Kael pushed forward through our bond—not aggressively, just present. Fully present in a way he rarely was during working hours. The bond we’d been born with, older than either of us in the way pack bonds were, ran deep and certain beneath everything else.

I scanned without stopping. Listened through doors and walls, through the low hum of the ventilation system and the muted machinery of the lift. Filtered for what mattered.

North. East. South. West.

No rebellion. No keywords. No mention of the Gallaghers or the Cúallaidh Pack. No whispered threat, no coded language, nothing that set off the frequencies I’d been trained since childhood to identify.

The floor was clean.

And yet.

The feeling didn’t ebb the way it usually did once I’d cleared an area. It stayed—settled low and stubborn, refusing to shift.

I heard two female voices from the direction of the main conference room. Talking. Easy. Relaxed.

I paused in the corridor.

Stood.

Kael went absolutely still.

Not the stillness of threat assessment. Something else. Something I hadn’t felt from him before—a held breath, almost. An attention so focused it had no room left for anything else.
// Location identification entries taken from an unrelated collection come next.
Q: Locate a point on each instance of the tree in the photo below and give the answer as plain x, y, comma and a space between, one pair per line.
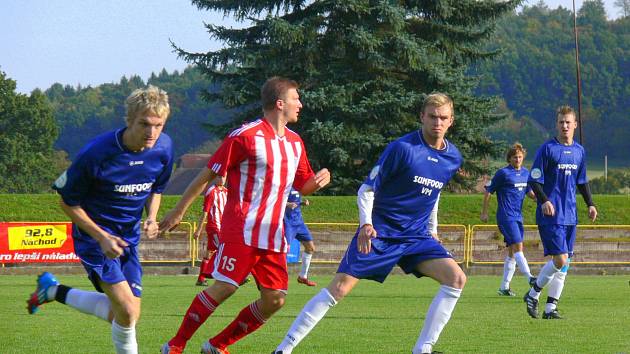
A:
364, 67
624, 7
27, 134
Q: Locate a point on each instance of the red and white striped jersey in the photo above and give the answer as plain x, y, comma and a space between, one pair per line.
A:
261, 167
214, 204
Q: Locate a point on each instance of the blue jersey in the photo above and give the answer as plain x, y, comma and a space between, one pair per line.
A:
559, 168
407, 181
294, 216
511, 187
112, 183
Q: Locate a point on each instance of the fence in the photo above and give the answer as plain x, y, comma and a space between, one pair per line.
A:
469, 244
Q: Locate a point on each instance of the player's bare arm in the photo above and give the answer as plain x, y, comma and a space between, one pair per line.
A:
317, 182
150, 226
364, 241
198, 185
111, 245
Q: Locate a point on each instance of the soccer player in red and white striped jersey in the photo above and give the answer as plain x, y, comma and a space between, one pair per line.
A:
262, 160
213, 206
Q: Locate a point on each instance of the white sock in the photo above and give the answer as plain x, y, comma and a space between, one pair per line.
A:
509, 266
522, 264
311, 314
124, 339
555, 290
546, 274
306, 263
89, 302
438, 315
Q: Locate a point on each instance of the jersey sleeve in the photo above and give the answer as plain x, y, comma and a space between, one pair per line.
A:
304, 170
387, 166
232, 151
537, 173
162, 180
582, 178
496, 182
74, 183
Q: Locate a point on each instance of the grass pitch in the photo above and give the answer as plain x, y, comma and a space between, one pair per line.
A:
374, 318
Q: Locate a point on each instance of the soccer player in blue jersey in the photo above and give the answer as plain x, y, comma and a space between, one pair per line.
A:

I forced myself back into the present.

Conference room. Project meeting. Dáire Financial Services.

I closed the distance in three long strides and pushed the door open.
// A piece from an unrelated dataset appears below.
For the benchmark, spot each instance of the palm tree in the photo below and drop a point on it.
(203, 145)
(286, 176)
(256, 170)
Two sets of eyes turned to face me. I was about to greet them when my head snapped to the dark-haired one.

I said dark, but it wasn’t.

No, it was.

There were a variety of shades. Dark at the scalp, lighter up top where the light caught it. Then it tumbled down, long and full-bodied.

A simple ponytail.

Ice cold eyes.

Pale grey.

In thirty-six years Kael had never panicked. Not once. Not in any situation I could recall—territory disputes, challenges, things that had required genuine violence to resolve. He was older than panic. He didn’t do it.

He panicked now.

He pressed against me—hard, urgent—and my hand twitched at my side before I caught it. I pushed back at the pressure in my chest, forcing him back so hard that I felt sweat bead on my upper lip.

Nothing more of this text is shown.